Successful forensic psychiatric rehabilitation requires the patient to be able to use their cognitive abilities. Cognitive defects are a core symptom of schizophrenia that affect the patient’s ability to make decisions and to manage independent living (28). Recently it was shown that attention problems in a group of forensic psychiatric patients correlated with future risk of violence and less rehabilitative engagement (29). Although there is currently no guaranteed effective treatment for cognitive symptoms, experimental treatment with transcranial magnetic stimulation has proven to be able to improve working memory in schizophrenia patients (30) and it has been suggested that pharmacotherapy for substance use could improve executive functions in misuse patients (31).
Many forensic psychiatric patients have unhealthy dietary habits, with too high a calorie intake and an unbalanced diet. It is well known that alcohol misuse affects dietary intake and produces vitamin disturbances, but vitamin disturbances are also seen in psychotic disorder cases (32) and vitamin B supplements could be a future supplementary treatment for schizophrenia in order to reduce symptoms (33). Vitamin D has also been suggested as a supplement for psychosis treatment and vitamin D deficiency has been demonstrated in forensic psychiatric patients (34).

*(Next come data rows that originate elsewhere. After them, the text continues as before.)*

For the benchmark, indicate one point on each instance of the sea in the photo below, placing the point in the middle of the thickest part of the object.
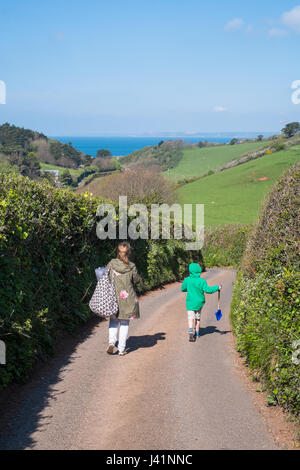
(120, 146)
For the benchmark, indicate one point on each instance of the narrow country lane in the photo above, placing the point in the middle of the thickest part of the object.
(166, 393)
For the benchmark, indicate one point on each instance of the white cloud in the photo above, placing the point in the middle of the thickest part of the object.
(60, 36)
(277, 32)
(291, 19)
(234, 25)
(219, 109)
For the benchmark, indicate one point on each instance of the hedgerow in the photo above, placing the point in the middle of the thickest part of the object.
(225, 245)
(48, 253)
(266, 299)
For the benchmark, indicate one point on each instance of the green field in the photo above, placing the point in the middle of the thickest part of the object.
(48, 166)
(234, 196)
(199, 161)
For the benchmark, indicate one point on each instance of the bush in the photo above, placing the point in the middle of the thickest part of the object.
(266, 300)
(225, 245)
(48, 253)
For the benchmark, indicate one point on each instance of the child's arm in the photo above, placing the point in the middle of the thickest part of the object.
(184, 286)
(210, 289)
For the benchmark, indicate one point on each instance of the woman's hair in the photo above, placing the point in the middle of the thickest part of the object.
(123, 252)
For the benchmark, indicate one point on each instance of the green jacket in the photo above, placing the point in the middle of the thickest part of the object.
(125, 276)
(195, 287)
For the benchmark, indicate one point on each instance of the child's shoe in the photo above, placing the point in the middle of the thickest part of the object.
(191, 336)
(110, 349)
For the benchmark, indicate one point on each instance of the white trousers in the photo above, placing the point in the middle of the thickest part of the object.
(114, 324)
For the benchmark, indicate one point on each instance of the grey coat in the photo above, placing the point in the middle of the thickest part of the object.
(125, 276)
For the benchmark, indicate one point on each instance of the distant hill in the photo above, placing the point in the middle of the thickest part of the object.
(165, 155)
(16, 142)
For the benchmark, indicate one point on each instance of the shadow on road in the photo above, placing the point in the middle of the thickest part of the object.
(212, 329)
(21, 405)
(145, 341)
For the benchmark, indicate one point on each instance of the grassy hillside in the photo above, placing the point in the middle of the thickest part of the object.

Low oxygen uptake ability is an independent risk factor for cardiovascular disease and premature death (35). Low oxygen uptake ability has been demonstrated in patients with a psychotic disorder (36) and in patients in forensic psychiatric care (37). Aerobic exercise offers one possibility for improving patients’ general health and their cognitive functions (6) possibly via activation of neurotrophic factors, such as BDNF (brain-derived neurotrophic factor), and brain repair (38) although the mechanism is not fully understood (39). In patients with schizophrenia, aerobic exercise has positive effects on psychotic symptoms, cognitive function, general functional outcomes and quality of life (40, 41). Aerobic exercise can also be expected to reduce the incidence of metabolic syndrome in forensic psychiatric patients and thereby reduce cardiovascular morbidity, diabetes and premature death (42).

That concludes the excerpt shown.